Google Rethinks Its Hiring Process – Less Emphasis On Test Scores, More On Personal Experience

Michael Harper for redOrbit.com – Your Universe Online

In the early days, the folks at Google made themselves an example of a new age; a few people with an idea and a few lines of code could build a billion dollar company. They took this even farther with their unorthodox thoughts on how a business should be run. Employees were given time during the week, while on the job, to work on their own pet projects. This, of course, later meant Google would have to begin shuttering many services to streamline their business. Before anyone could become an employee of Google and call Google Campus their workplace, they had to go through an intense hiring process, complete with brain teasers, off the wall questions and meetings with four or five interviewers.

These days Google has changed their approach, and in a recent interview with the New York Times, senior vice president of people operations Laszlo Bock explains that they studied their own approach and found it lacking.

Typical of anything Google, the company compiled vast amounts of data about their hiring process, then compared it against the actual job performance of those people who had been hired using this process. According to Bock and the data his company has collected, there’s zero correlation between a promising interview process and a talented and productive employee. Bock specifically mentions one Google employee who conducted interviews for his team, and only he was able to bridge the gap between how he scored a candidate in the interview and how that person actually performed in their job years later. Bock also says this one employee was able to earn such a track record because he only hired for a very specialized area in the company and happened to be the world’s leading expert in his field.

In addition to learning that the hiring process, as it stands, is completely random, Bock says Google has done away with those brain teasers they famously asked in the interview process.

“On the hiring side, we found that brainteasers are a complete waste of time. How many golf balls can you fit into an airplane? How many gas stations in Manhattan? A complete waste of time. They don’t predict anything. They serve primarily to make the interviewer feel smart,” said Bock.

Instead Google’s new hiring data found that it’s more efficient to ask a candidate about their own experiences on the job and how they handled themselves in real life situations rather than trying to make assumptions based on hypotheticals.

“The interesting thing about the behavioral interview is that when you ask somebody to speak to their own experience, and you drill into that, you get two kinds of information. One is you get to see how they actually interacted in a real-world situation, and the valuable “meta” information you get about the candidate is a sense of what they consider to be difficult,” said Bock.

In its earlier days, Google was also notorious for screening candidates based on their GPA and SAT scores.

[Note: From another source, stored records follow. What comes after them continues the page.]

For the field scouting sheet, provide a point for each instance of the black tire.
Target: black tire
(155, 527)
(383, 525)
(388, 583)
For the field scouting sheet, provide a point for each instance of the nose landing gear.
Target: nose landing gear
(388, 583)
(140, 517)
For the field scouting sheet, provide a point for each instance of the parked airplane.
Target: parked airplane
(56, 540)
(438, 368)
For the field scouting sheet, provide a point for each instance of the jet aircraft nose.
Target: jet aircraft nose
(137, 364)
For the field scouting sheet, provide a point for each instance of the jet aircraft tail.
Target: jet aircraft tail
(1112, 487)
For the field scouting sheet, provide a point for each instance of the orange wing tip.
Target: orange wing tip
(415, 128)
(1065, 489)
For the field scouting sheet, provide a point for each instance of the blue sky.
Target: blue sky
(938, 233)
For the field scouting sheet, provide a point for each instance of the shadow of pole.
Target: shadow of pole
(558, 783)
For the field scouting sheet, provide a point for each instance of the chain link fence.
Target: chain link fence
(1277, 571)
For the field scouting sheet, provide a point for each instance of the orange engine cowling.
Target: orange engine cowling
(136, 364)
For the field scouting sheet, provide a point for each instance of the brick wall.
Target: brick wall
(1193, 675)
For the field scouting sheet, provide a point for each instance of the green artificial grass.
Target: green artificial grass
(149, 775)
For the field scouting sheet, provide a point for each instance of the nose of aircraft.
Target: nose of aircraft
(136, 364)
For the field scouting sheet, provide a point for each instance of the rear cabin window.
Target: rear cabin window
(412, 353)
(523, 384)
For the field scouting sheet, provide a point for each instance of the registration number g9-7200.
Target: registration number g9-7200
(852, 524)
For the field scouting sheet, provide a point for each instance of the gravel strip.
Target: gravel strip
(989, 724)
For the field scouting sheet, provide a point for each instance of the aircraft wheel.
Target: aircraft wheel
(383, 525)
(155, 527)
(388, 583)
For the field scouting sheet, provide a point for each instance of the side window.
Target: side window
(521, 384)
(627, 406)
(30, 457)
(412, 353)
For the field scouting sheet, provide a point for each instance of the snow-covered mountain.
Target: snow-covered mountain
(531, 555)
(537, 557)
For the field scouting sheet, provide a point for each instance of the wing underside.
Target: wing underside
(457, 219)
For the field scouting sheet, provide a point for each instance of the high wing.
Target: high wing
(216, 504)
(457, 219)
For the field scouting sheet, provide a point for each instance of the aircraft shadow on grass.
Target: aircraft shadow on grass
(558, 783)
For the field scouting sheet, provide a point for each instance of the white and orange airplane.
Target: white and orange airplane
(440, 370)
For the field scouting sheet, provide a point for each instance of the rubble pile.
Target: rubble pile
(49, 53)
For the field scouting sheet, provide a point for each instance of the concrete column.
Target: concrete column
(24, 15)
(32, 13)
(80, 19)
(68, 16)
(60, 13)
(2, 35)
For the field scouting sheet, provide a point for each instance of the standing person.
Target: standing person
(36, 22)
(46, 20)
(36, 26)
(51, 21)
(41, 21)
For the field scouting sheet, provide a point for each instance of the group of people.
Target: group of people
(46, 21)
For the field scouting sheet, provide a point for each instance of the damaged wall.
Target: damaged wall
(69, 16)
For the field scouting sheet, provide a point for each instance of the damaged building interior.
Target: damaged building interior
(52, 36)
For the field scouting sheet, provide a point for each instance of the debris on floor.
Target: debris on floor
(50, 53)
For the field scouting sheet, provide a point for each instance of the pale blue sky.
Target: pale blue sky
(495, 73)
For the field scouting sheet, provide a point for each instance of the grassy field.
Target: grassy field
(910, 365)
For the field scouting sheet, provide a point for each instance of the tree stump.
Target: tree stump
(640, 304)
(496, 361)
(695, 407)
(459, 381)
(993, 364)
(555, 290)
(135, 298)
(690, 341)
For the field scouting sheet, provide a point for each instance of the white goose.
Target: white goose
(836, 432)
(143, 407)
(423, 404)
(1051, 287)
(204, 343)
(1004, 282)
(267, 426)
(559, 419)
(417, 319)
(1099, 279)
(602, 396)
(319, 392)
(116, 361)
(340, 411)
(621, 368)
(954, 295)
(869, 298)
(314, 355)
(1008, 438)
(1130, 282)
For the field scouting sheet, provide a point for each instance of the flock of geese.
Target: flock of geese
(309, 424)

Even potential employees who had been out of school for 20 or 30 years were asked for this information and sorted out if the numbers didn’t match what the company was looking for. Google no longer uses these scores as a metric for hiring and has even begun hiring employees without any college experience.

“One of the things we’ve seen from all our data crunching is that GPAs are worthless as a criteria for hiring, and test scores are worthless – no correlation at all except for brand-new college grads, where there’s a slight correlation,” said Bock.

“After two or three years, your ability to perform at Google is completely unrelated to how you performed when you were in school, because the skills you required in college are very different. You’re also fundamentally a different person. You learn and grow, you think about things differently.”